En lo personal, la odontología le regaló amistades y, sobre todo, una relación aún más cercana con sus padres. “Ya no eran solo mis papás, eran colegas. Charlábamos casos, discutíamos tratamientos. Eso fue hermoso”, cuenta con ternura. En lo profesional, se siente reconocida por la comunidad, incluso antes de terminar su especialización, y valora haber encendido una pequeña chispa de conciencia sobre la salud bucal infantil.
No todas las experiencias fueron fáciles. Una de las que más la marcaron fue atender a un bebé de apenas un año y medio al que tuvo que extraerle los cuatro dientes de arriba por una derivación tardía. “Me destruyó el corazón, porque un buen odontólogo está para cuidar dientes, no para sacarlos. Fue doloroso, pero me enseñó que la prevención tiene que empezar desde el primer diente”, relata con voz firme.

Su sueño es seguir creciendo, tener un consultorio aún más preparado para los niños, y sobre todo generar un cambio profundo en la sociedad: que la salud bucal se valore desde la infancia, que se visite al odontólogo no solo por dolor sino por prevención. “Es un trabajo de toda la familia, de toda la comunidad. La prevención es antes que la cura”, insiste.
Hoy, Ingrid vive con orgullo cada paso dado.
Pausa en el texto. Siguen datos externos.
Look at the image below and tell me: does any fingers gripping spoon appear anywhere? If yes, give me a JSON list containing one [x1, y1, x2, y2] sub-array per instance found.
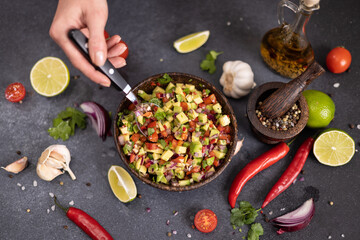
[[69, 29, 158, 136]]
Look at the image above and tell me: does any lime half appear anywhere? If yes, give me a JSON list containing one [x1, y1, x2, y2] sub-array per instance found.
[[108, 165, 137, 203], [30, 57, 70, 97], [313, 128, 355, 167], [174, 30, 210, 53]]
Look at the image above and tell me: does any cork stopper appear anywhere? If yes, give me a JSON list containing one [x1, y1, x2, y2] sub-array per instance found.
[[303, 0, 320, 8]]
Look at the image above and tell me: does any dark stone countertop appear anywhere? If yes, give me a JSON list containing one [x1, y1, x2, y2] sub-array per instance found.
[[0, 0, 360, 240]]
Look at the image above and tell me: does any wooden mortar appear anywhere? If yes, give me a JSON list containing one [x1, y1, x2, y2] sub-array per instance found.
[[247, 82, 309, 144]]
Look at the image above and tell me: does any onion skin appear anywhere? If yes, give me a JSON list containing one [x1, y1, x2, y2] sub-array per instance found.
[[271, 198, 315, 234]]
Disfruta ver a sus pequeños pacientes reír sin miedo, a los padres aprender nuevos hábitos, a la comunidad empezar a cambiar. Y cuando se mira en retrospectiva, se repite aquella frase que escuchó alguna vez en Disney y que marcó su camino: “If you can dream it, you can do it”.

“Si puedes soñarlo, puedes hacerlo.”
Ingrid soñó con un propósito y hoy lo cumple cada día, en cada sonrisa sana que devuelve a un niño.